SFC Capital (formerly known as Startup Funding Club) is an investment fund manager and network of business angels founded in 2012 by Stephen Page, the CEO of the company. It manages the SFC Angel Fund which invests in small companies qualifying for the SEIS and EIS investment schemes in the UK.

Since its inception in 2012, there have been 4 main SEIS/EIS funds. The company has also managed other funds including the Fintech Fund, the Odyssey Fund, and the Epicure SEIS Fund.

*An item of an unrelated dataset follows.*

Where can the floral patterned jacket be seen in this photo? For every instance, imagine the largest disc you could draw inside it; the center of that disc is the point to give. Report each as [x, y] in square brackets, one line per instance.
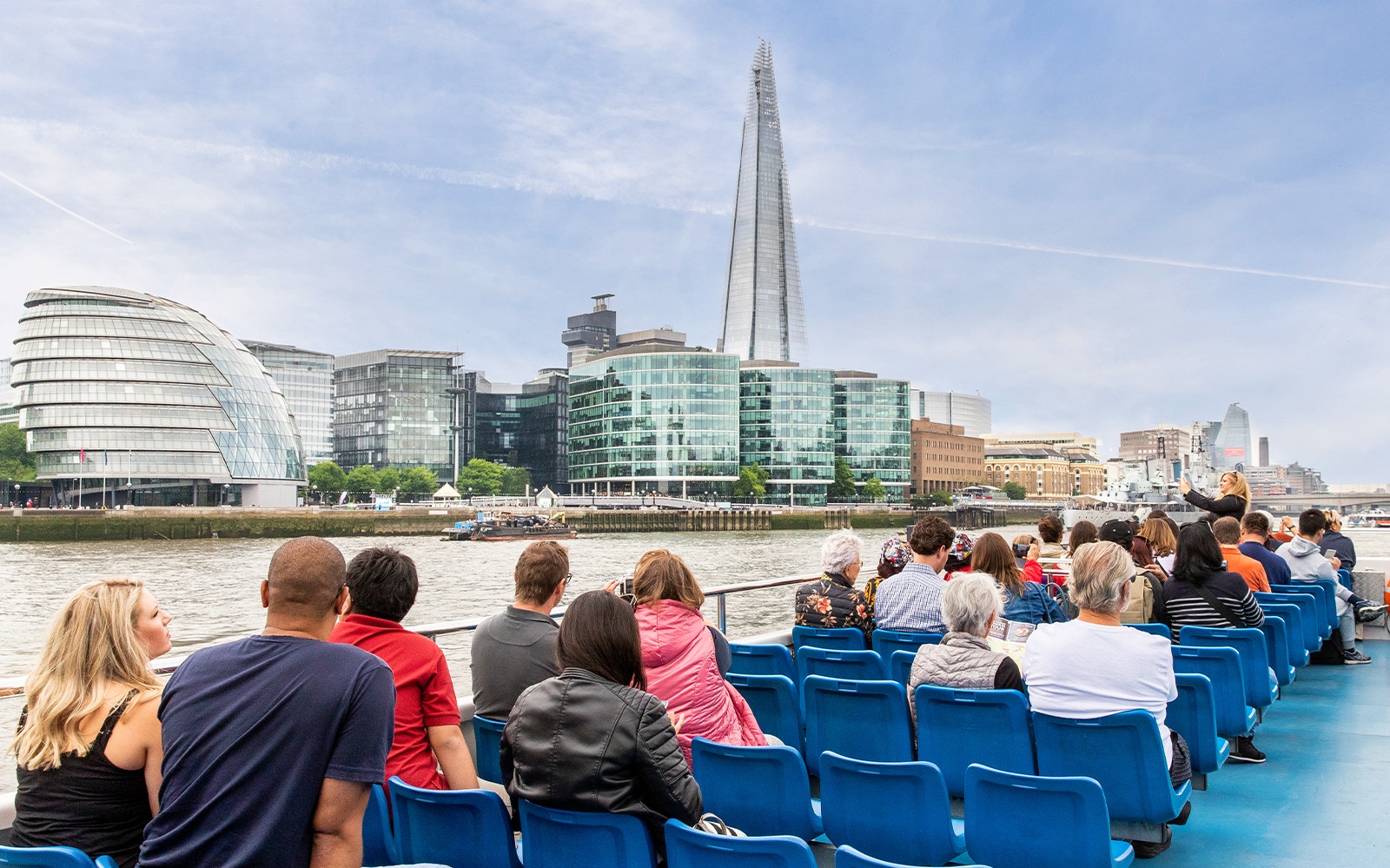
[831, 601]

To date, SFC Capital has invested over £30 million in over 225 companies by combining its funds and its angel network.

Investments

SFC Capital, through its funds or its angel network, has provided seed funding and early-stage growth capital to:

 Onfido, provider of an AI-driven background and identity checking service, founded in Oxford in 2012
 Cognism, a business-to-business sales software provider
 Transcend Packaging, a South Wales-based manufacturer of paper-based drinking straws to the food & drink and restaurant business, which in 2020 pivoted to manufacturing biodegradable face shields to protect food and restaurant industry staff during the COVID-19 pandemic

Awards

SFC Capital has been recognised for its work in the early-stage investment world on several occasions. In July 2016, SFC Capital was named 'Lead Syndicate of the Year 2016' at the UKBAA Angel Investment Awards Gala, an award sponsored by the Angel CoFund. The firm was nominated for the same title in 2017.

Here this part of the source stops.